Evaluation and metrics. Process metrics include alert acknowledgment rate, time-to-escalation, adherence to recommended care pathways, and user satisfaction with CDS usability. Outcome metrics include incidence of clinical deterioration events, unplanned ICU transfers, LOS for targeted cohorts, and patient-reported experience measures. Economic metrics such as cost per admission and potential savings from reduced adverse events should be tracked. Ongoing monitoring for algorithmic bias and performance drift is critical to maintain trust and safety (Rajkomar et al., 2019; Topol, 2019).

Risks and mitigations. Potential risks include alarm fatigue, data quality issues, privacy concerns, and model bias. Mitigations include clinician-informed alert thresholds, phased rollout with real-time monitoring, data quality checks, robust access controls, explainable AI components, and continuous validation with diverse patient populations. Engagement with ethics and compliance teams helps align with legal and professional standards (Char, Shah, & Magnus, 2018; WHO, 2020).

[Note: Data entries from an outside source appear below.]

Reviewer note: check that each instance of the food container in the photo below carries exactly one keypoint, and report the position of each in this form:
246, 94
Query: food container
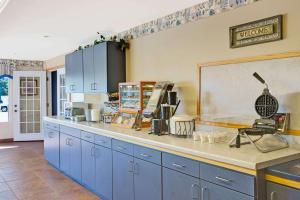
182, 125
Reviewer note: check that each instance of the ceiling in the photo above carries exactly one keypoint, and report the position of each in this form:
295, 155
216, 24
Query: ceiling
43, 29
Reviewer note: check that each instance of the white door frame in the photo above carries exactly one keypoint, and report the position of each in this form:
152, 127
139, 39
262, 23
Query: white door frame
16, 99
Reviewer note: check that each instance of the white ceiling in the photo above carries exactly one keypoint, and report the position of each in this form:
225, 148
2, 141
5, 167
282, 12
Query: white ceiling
71, 23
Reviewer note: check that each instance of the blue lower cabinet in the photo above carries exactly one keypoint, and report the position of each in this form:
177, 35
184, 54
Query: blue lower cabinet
64, 153
123, 187
210, 191
179, 186
70, 156
103, 172
51, 146
147, 180
280, 192
88, 164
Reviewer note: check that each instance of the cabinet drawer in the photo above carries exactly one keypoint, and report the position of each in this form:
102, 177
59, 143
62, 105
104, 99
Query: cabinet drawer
210, 191
103, 141
181, 164
122, 147
87, 136
278, 192
227, 178
147, 154
70, 131
52, 126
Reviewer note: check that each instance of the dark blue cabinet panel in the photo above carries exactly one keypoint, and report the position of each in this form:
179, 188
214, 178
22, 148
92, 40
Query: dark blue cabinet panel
147, 180
279, 192
123, 188
51, 146
179, 186
74, 72
100, 67
89, 72
103, 172
210, 191
88, 164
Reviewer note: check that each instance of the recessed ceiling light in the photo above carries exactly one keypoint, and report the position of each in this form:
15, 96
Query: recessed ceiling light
3, 4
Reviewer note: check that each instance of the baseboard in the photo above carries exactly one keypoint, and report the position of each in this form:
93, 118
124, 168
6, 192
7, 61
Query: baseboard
8, 140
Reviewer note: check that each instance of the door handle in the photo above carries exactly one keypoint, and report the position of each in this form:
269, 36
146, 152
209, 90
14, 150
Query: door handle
197, 196
130, 166
223, 179
145, 155
203, 190
273, 195
178, 166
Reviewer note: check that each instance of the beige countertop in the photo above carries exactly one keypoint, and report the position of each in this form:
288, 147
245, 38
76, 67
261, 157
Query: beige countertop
245, 157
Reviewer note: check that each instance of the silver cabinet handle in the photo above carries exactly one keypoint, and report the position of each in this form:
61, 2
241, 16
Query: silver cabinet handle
50, 135
93, 151
145, 155
223, 179
203, 190
121, 148
178, 166
197, 191
130, 166
101, 141
273, 195
70, 142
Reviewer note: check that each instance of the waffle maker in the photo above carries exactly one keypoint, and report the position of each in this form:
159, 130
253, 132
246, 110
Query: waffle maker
265, 133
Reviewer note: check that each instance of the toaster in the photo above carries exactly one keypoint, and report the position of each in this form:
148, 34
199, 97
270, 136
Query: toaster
72, 112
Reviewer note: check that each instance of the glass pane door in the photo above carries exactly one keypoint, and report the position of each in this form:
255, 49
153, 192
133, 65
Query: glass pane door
30, 101
29, 104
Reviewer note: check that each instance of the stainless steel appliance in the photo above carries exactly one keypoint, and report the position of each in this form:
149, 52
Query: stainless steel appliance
265, 133
72, 112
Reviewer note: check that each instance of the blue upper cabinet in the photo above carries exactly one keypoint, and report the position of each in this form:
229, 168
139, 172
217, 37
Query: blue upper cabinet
74, 72
96, 69
89, 72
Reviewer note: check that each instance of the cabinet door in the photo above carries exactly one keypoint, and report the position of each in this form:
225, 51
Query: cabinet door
210, 191
179, 186
279, 192
64, 153
74, 72
75, 158
51, 146
100, 67
88, 164
122, 176
88, 68
103, 172
147, 180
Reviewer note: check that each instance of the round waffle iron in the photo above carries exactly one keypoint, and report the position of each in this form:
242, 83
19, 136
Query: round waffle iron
266, 105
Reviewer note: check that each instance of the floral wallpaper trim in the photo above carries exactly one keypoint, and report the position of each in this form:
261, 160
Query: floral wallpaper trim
194, 13
7, 66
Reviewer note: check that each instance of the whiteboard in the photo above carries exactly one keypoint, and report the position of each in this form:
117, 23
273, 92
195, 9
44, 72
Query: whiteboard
228, 92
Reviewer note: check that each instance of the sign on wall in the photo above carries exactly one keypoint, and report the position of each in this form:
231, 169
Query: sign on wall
257, 32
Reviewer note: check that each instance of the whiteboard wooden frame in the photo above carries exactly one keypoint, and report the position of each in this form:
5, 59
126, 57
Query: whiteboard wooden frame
236, 61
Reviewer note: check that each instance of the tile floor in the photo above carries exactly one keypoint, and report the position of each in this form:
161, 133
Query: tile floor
25, 175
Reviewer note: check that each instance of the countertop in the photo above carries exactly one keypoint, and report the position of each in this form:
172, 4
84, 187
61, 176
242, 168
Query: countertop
245, 157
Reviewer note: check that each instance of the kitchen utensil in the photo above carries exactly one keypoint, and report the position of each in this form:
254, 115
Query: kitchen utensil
182, 126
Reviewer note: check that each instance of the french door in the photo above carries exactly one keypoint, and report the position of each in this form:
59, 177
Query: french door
29, 104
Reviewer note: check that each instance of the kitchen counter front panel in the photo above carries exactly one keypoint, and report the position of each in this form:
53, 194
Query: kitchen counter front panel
246, 159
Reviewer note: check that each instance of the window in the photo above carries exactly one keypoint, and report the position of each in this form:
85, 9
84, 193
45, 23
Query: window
4, 99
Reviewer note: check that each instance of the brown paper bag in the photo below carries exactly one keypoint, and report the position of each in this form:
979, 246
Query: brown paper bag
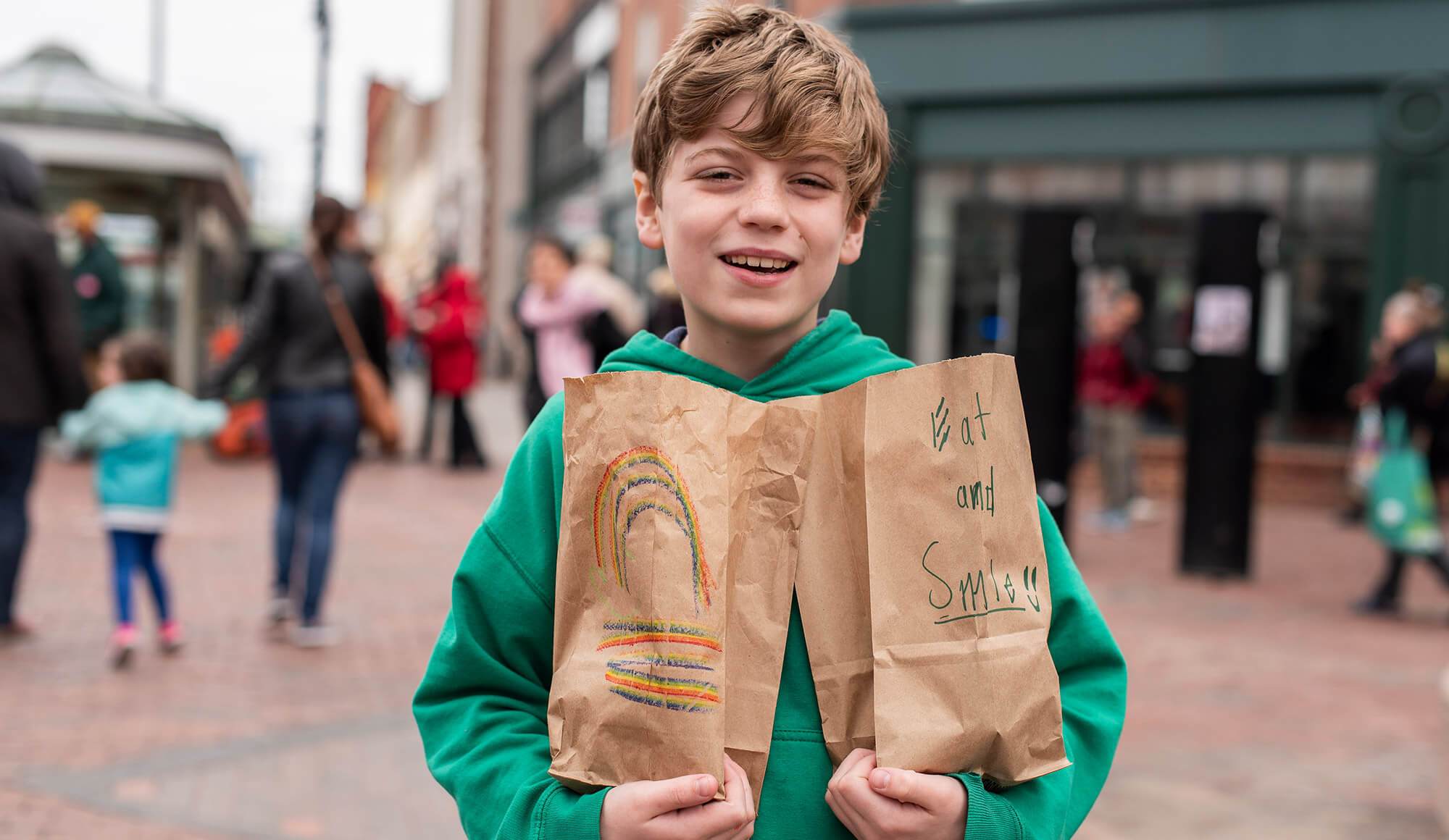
832, 580
677, 553
960, 597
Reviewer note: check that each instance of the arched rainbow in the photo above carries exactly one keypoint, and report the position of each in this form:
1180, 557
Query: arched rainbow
638, 482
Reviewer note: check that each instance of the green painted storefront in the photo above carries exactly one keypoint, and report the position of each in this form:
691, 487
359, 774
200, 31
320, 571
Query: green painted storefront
1296, 86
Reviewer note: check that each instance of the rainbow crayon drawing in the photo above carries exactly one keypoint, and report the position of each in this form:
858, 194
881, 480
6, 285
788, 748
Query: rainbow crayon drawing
641, 482
638, 680
661, 679
627, 634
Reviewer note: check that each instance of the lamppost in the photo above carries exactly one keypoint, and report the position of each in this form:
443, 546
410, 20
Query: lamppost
320, 134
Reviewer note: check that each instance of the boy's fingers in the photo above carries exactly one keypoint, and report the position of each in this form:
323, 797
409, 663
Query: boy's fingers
844, 812
927, 790
676, 794
738, 789
848, 765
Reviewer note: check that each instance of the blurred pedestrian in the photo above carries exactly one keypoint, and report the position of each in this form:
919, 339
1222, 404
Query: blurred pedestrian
1114, 385
101, 292
1412, 383
40, 360
312, 415
667, 314
450, 319
556, 314
137, 422
625, 314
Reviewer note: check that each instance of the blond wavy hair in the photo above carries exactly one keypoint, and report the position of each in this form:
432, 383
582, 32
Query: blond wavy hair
811, 93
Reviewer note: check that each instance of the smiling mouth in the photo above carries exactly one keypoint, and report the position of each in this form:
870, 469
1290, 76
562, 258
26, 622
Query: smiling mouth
763, 266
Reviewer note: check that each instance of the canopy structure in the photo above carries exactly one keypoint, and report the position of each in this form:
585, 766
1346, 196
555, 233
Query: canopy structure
135, 156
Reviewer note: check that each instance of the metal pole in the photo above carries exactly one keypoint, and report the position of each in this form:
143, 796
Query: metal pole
320, 138
159, 47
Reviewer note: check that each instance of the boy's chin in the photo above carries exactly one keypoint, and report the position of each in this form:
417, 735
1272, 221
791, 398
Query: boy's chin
763, 318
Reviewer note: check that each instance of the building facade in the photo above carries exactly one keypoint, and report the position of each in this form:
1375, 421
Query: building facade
1329, 117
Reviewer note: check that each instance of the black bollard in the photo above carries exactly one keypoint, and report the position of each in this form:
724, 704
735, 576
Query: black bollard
1224, 395
1047, 347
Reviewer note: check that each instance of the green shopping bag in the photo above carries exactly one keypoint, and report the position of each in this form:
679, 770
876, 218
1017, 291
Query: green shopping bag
1402, 499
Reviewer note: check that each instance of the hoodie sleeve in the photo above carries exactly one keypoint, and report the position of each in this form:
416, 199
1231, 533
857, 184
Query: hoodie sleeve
483, 705
1095, 696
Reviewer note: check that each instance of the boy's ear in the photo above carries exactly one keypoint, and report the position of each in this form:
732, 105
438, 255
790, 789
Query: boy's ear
647, 214
854, 238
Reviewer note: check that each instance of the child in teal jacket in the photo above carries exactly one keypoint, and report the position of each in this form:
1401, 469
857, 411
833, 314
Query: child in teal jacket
137, 422
760, 150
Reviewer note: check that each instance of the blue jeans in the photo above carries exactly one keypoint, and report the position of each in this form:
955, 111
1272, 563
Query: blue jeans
314, 438
133, 550
18, 450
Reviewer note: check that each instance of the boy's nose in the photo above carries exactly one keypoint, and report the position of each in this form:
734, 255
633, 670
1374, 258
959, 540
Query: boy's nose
764, 208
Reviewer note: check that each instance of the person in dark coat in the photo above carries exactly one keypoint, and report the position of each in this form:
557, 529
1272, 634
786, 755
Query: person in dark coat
1411, 383
312, 415
40, 360
101, 293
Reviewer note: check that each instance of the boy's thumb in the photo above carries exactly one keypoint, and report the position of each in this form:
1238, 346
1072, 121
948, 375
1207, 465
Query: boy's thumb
903, 787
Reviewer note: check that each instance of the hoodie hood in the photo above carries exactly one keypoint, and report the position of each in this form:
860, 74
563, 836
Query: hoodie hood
834, 356
20, 180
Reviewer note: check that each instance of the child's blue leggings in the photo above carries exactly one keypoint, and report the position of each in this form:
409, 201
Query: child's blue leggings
135, 550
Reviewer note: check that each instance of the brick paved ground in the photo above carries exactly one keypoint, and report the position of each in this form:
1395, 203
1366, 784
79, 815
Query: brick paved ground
1258, 710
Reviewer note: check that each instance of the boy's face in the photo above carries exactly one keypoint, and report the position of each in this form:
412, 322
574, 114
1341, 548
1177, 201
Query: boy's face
719, 208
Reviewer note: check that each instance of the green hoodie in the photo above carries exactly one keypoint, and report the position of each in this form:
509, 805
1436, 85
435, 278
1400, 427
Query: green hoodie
483, 705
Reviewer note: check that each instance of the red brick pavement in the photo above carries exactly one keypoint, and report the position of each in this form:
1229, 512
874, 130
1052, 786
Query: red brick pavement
1257, 710
1267, 709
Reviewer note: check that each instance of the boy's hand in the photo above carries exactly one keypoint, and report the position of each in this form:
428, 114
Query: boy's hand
879, 803
680, 809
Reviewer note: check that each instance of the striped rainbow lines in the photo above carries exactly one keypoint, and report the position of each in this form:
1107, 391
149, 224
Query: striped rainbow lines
640, 482
628, 632
637, 680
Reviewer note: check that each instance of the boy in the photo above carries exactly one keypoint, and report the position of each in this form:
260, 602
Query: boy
760, 148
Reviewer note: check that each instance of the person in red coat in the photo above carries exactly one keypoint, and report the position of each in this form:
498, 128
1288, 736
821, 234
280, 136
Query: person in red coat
450, 318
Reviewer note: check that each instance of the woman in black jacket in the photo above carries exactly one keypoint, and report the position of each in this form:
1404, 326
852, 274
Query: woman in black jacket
1415, 387
40, 358
312, 415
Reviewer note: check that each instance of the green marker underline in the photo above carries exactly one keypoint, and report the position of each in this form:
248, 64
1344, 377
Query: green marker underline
980, 615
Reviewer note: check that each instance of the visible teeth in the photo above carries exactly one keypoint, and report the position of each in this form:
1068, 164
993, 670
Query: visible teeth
759, 261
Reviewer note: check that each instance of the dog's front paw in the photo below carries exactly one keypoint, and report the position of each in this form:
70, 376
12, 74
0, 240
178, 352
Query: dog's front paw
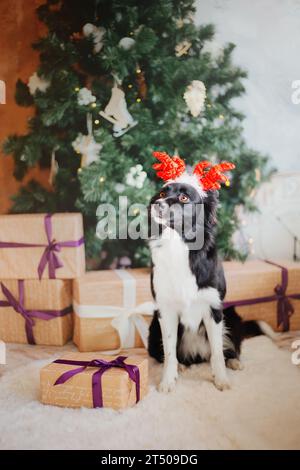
234, 364
167, 383
222, 383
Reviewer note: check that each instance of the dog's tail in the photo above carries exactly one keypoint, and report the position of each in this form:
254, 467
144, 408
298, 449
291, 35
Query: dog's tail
248, 328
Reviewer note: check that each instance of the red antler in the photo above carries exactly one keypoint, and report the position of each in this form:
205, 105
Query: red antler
210, 179
169, 168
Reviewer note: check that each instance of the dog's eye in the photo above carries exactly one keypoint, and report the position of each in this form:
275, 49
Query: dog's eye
183, 198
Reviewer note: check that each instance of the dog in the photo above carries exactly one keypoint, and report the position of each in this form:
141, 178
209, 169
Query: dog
189, 325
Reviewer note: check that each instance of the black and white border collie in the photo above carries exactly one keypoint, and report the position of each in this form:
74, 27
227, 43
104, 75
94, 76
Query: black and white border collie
188, 285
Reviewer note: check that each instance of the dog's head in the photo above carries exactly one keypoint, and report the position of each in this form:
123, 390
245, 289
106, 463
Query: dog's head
187, 202
186, 209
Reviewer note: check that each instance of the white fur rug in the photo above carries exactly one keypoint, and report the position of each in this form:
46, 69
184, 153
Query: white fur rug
261, 411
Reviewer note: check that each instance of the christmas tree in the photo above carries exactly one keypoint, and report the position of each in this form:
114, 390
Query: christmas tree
116, 81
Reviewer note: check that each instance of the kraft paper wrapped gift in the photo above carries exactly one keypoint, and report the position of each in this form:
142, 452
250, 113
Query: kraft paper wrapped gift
36, 312
112, 309
94, 380
268, 291
41, 245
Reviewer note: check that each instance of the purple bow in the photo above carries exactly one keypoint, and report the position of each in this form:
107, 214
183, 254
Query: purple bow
49, 256
285, 308
28, 315
102, 366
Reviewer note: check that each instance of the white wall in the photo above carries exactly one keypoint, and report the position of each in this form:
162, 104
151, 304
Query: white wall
267, 36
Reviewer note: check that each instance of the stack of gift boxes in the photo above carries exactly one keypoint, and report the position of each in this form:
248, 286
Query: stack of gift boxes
44, 292
47, 298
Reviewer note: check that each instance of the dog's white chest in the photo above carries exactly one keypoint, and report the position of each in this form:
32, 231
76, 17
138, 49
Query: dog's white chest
174, 283
173, 280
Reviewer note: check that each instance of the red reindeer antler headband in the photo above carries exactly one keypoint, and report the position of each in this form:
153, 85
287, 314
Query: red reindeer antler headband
208, 175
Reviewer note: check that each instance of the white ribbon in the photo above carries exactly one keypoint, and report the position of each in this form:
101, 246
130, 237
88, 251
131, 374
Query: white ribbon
124, 319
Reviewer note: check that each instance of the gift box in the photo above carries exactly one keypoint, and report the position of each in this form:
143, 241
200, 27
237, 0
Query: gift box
33, 246
92, 380
36, 312
112, 309
265, 290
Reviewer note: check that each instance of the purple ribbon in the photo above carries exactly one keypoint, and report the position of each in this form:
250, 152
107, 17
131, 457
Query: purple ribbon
28, 315
102, 366
50, 254
285, 308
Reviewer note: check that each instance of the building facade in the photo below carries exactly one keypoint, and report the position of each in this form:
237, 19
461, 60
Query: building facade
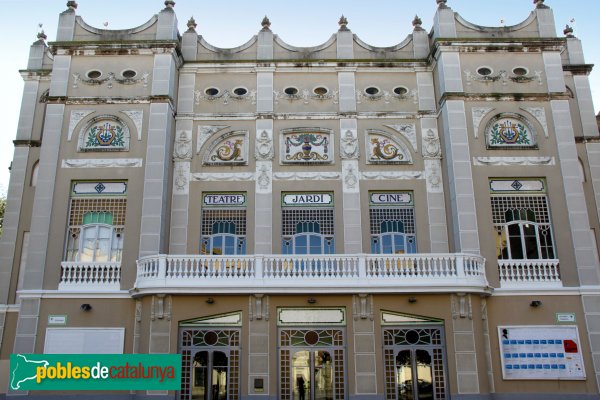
335, 222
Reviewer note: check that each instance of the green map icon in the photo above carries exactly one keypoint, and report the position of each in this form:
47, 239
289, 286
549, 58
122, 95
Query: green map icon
23, 369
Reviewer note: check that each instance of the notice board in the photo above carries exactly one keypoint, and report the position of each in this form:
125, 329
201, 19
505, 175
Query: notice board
541, 352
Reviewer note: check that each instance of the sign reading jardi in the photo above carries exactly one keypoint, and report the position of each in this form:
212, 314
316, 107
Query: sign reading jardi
95, 371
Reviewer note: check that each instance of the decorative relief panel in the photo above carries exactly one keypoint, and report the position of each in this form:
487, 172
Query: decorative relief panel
109, 80
104, 133
408, 131
383, 148
229, 149
349, 144
510, 130
137, 116
306, 146
205, 132
76, 117
478, 114
264, 145
431, 144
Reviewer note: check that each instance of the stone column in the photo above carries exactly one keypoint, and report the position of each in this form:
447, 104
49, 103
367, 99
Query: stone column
584, 244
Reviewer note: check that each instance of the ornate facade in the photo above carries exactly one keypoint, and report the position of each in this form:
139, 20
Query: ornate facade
334, 222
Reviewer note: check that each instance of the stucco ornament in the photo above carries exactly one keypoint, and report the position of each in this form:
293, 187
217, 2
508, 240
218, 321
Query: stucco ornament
431, 144
183, 146
264, 146
349, 145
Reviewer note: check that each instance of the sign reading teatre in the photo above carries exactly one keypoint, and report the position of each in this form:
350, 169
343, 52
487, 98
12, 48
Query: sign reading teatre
224, 199
307, 199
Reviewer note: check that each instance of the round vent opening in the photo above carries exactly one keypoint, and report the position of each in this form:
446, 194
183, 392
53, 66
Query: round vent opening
95, 74
484, 71
129, 74
372, 91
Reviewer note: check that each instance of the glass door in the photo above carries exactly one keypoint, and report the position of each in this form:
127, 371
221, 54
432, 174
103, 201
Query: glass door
312, 375
414, 375
210, 370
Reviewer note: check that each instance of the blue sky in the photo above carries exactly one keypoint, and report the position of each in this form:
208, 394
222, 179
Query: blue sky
232, 23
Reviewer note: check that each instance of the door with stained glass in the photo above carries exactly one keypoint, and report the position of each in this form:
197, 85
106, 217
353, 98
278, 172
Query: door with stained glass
414, 363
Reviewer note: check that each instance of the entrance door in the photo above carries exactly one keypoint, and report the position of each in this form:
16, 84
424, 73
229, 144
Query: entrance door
210, 375
312, 374
414, 375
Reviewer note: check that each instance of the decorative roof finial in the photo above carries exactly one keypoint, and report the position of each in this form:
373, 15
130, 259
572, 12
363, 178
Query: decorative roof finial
41, 35
192, 25
417, 22
266, 23
343, 23
568, 31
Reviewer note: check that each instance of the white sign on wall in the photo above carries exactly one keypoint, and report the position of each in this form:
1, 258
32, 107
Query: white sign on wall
541, 352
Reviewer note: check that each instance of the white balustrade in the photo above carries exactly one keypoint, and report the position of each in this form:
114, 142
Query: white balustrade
529, 273
90, 276
311, 273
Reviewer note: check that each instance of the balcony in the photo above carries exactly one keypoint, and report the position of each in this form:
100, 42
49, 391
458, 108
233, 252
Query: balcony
311, 274
535, 274
90, 276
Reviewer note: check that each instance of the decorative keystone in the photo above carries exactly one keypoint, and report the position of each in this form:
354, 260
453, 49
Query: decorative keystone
417, 22
343, 23
266, 23
192, 24
568, 31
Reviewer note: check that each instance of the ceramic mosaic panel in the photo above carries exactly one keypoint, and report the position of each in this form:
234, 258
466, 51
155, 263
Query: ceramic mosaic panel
104, 133
306, 146
510, 131
383, 148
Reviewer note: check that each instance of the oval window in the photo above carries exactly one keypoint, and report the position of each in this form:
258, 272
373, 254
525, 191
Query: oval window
320, 91
95, 74
520, 71
400, 90
129, 74
484, 71
372, 91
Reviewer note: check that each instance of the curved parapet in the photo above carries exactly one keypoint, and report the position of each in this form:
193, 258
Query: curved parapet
527, 28
324, 51
86, 32
402, 50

Conclusion. A thoughtfully designed AI-enabled inpatient early-warning and CDS system, led by a skilled nurse informaticist, can improve patient outcomes and care efficiency by enabling timely, evidence-based action while preserving safety and clinician trust. When grounded in governance, stakeholder engagement, transparent modeling, and rigorous evaluation, such a project aligns with the evolving role of nursing informatics in modern healthcare (Topol, 2019; AMIA resources; MAStrian & McGonigle; Buntin et al., 2011).

References

  • Topol, E. (2019). Deep Medicine: How Artificial Intelligence Can Make Healthcare Human Again. Basic Books.
  • Rajkomar, A., Dean, J., & Kohane, I. (2019). Artificial Intelligence in Health Care. New England Journal of Medicine, 380(14), 1347-1352.
  • Jiang, F., Jiang, Y., Zhi, H., et al. (2017). Artificial intelligence in healthcare: Review and future directions. IEEE Access, 5, 13111-13121.
  • Buntin, M. B., Burke, S. M., Hoaglin, M. C., & Blumenthal, D. (2011). The benefits of health information technology: A review of the recent literature shows evidence of benefits on quality, safety, and efficiency. Health Affairs, 30(3), 464-471.
  • McGonigle, D., & Mastrian, K. (2017). Nursing Informatics and the Foundation of Knowledge (3rd ed.). Burlington, MA: Jones & Bartlett Learning.
  • American Nurses Association. (2015). Nursing Informatics: Scope and Standards of Practice. Silver Spring, MD: American Nurses Association.
  • World Health Organization. (2020). Global strategy on digital health 2020-2025. Geneva: World Health Organization.
  • Char, D. S., Shah, N. H., & Magnus, D. (2018). Implementing machine learning in health care. Science, 361(6404), 639-640.
  • Glass, R., & colleagues. (2014). Ethical considerations in clinical decision support. Journal of the American Medical Informatics Association, 21(2), 210-218.
  • Institute of Medicine. (2011). The future of health IT and patient safety: Building safer health systems. The National Academies Press.